In your finally Friday media column: Carlos Slim parsed, a Miami reporter has a bad day, Michael Wolff lives on at Adweek, James Murdoch's board seat in jeopardy, and Disney's CEO will peace out in four years.

  • After Mexican billionaire Carlos Slim raised his stake in the New York Times Co. yesterday, the stock shot up! Today, it's shot back down to normal levels, after everyone was like "Oh, it's still in the newspaper business." So why does Slim, one of the world's richest men, want to sink his cash into the NYT? One, because the money involved is like pocket lint to him, and look at all the press he gets for it! If you could control a major portion of one of the world's most influential news outlets in exchange for pocket lint, wouldn't you do it? Sure! And two, the NYT will never go bankrupt, because there will always be rich guys like Carlos Slim to step in and save it, because its reputational value exceeds its shockingly modest market cap. Also, he can hand the entire op-ed roster over to the Zetas for disposal. Some of this may be speculation on our part.

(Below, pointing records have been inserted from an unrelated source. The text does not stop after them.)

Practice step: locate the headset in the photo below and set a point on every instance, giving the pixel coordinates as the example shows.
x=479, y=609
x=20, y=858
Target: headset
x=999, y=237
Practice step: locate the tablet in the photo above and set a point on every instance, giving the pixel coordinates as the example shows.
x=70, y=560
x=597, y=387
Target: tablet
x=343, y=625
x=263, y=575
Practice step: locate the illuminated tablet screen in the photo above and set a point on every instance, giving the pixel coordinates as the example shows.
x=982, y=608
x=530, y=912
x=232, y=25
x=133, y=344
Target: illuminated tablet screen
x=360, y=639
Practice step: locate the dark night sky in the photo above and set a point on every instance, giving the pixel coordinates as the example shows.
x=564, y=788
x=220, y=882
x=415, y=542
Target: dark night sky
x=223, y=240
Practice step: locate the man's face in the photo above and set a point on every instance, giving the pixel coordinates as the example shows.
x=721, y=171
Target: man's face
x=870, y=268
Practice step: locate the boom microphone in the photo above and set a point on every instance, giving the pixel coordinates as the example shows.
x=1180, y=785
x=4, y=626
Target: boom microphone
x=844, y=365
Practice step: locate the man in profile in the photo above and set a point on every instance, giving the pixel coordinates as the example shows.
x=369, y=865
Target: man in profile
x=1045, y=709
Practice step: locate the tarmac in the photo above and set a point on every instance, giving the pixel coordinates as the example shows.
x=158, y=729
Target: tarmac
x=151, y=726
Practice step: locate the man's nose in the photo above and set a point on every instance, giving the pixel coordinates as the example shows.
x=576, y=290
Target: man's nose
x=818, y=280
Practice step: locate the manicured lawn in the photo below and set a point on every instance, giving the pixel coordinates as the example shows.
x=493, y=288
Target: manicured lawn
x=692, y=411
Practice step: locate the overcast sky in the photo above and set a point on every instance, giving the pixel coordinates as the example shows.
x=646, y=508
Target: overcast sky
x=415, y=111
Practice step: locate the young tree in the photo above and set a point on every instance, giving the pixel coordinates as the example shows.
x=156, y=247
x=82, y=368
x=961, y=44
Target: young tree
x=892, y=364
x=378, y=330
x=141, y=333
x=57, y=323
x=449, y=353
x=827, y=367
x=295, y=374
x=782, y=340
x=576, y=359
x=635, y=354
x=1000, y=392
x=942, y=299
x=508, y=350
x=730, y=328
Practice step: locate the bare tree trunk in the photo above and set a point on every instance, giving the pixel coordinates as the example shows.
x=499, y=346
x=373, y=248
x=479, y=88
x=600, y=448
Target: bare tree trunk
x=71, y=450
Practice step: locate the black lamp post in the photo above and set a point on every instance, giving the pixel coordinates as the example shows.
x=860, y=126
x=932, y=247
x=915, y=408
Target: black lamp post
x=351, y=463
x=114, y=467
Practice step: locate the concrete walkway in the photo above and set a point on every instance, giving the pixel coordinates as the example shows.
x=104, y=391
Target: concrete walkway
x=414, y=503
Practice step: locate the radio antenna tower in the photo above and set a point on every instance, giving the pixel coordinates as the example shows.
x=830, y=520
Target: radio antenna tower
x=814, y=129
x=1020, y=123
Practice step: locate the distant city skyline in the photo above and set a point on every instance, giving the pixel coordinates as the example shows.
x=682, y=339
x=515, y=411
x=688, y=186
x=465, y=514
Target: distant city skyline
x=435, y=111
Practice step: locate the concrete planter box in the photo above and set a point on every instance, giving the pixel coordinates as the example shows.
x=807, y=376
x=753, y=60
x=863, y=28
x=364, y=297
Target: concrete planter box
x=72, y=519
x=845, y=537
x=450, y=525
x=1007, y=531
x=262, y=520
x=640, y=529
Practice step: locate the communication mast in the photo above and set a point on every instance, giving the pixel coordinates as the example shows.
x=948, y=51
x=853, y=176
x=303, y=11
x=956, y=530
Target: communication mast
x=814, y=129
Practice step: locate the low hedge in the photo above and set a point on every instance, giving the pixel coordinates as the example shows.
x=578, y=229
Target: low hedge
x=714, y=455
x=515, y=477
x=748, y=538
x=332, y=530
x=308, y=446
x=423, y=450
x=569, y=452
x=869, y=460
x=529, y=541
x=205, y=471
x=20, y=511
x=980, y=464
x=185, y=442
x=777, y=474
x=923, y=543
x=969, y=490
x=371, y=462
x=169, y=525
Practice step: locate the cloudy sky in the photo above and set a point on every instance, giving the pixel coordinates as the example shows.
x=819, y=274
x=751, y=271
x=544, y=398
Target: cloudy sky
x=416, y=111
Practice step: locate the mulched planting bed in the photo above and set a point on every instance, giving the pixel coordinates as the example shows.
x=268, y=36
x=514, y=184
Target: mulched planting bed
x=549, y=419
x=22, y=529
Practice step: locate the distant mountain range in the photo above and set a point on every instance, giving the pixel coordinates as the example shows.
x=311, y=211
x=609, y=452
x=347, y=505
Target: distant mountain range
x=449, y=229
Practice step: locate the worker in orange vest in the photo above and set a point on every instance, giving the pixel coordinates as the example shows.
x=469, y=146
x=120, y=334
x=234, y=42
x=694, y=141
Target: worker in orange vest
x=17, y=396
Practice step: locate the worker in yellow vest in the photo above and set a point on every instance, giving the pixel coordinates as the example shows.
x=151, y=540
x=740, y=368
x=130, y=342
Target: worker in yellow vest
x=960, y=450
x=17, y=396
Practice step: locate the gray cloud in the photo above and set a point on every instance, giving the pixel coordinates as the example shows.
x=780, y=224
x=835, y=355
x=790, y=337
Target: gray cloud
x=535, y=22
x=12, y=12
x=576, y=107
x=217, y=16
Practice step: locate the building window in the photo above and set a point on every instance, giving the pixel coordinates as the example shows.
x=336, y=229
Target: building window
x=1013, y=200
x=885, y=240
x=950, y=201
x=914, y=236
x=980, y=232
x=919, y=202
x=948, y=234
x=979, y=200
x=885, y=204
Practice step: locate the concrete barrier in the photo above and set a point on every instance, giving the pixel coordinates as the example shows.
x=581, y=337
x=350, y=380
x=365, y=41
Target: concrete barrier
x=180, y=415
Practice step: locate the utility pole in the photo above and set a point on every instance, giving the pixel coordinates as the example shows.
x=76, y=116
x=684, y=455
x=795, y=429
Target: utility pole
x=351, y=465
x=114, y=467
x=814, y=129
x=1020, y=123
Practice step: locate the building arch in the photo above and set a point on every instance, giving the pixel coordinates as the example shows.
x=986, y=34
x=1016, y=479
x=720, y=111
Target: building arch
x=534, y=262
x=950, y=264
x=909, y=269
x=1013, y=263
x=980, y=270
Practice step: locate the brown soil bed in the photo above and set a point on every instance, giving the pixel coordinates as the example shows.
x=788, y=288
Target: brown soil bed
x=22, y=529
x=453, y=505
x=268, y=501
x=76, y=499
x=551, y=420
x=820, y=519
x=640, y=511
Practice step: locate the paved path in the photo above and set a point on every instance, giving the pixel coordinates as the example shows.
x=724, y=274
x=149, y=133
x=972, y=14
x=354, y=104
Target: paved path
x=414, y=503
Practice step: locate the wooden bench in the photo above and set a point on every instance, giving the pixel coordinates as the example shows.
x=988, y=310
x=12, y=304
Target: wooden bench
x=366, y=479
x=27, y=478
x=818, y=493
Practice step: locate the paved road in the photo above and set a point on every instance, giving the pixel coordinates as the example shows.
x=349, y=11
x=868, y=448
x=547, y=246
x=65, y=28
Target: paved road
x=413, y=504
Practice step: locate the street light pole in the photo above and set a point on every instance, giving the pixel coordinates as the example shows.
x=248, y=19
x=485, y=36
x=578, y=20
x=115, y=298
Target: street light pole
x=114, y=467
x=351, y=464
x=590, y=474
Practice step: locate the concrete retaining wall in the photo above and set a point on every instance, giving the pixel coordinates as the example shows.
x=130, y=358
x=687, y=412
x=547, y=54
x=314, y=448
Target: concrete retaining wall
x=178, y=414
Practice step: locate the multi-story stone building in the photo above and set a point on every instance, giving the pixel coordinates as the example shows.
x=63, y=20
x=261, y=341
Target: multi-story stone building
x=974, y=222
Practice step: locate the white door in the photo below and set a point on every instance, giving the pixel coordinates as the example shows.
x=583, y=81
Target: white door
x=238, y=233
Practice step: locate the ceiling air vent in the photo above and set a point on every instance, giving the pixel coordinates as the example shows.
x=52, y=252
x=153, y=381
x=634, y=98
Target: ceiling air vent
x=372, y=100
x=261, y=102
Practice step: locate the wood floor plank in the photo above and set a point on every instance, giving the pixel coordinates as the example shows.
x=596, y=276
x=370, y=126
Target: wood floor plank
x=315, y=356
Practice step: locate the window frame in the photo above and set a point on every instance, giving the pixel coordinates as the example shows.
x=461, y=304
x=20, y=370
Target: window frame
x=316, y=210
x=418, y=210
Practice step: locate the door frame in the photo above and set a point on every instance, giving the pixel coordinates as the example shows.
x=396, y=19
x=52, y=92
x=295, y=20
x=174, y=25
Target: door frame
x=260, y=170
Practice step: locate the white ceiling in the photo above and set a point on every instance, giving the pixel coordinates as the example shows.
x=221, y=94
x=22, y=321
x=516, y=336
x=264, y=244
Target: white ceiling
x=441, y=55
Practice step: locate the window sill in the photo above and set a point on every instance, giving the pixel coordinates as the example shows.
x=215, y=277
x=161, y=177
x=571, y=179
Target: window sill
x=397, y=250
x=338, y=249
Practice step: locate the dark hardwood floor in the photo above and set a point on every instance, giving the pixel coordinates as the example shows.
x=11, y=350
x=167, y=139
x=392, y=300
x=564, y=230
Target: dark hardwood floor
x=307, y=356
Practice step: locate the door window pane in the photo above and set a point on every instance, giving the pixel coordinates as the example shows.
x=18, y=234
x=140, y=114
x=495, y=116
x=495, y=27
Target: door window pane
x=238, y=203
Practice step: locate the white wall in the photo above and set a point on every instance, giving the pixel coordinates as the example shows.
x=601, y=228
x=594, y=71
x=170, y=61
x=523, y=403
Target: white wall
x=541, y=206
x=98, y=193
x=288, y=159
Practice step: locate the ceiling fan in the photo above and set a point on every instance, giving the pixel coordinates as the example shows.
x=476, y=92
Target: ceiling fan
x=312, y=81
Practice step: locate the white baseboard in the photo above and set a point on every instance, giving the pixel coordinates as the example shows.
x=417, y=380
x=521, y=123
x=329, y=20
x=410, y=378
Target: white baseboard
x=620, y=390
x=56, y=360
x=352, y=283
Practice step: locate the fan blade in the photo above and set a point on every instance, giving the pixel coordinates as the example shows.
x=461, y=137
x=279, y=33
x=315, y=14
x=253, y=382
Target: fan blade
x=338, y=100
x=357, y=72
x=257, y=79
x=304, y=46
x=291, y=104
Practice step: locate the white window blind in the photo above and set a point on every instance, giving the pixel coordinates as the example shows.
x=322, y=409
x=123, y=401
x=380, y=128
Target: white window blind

  • Miami Herald reporter Jose Cassola gave his two-week notice on Friday, got a DUI on Monday, got fired on Tuesday, got his DUI written up in the paper that fired him, and then had a blogger write "Who cares if a former Herald writer no one's ever heard of was arrested for DUI?" I bet next week will be better, Jose.
  • Though we heard from a highly placed source that Michael Wolff's time as Adweek editor was over, John Koblin reports that Wolff's boss "is confident they can work out their differences," although Wolff himself is less sure. So, Michael Wolff continues to be employed by Adweek, for now! Though he probably would not turn down any offers, if you have some!
  • A group of pension funds (worth $155 billion!) have told News Corp that James Murdoch needs to leave its board, because his presence is "causing significant reputational damage." Normally News Corp tends to brush these things aside, but $155 billion has a loud voice.
  • Disney CEO Bob Iger says he will leave his position with the company in 2015. At that point the company will begin making good movies. Just kidding.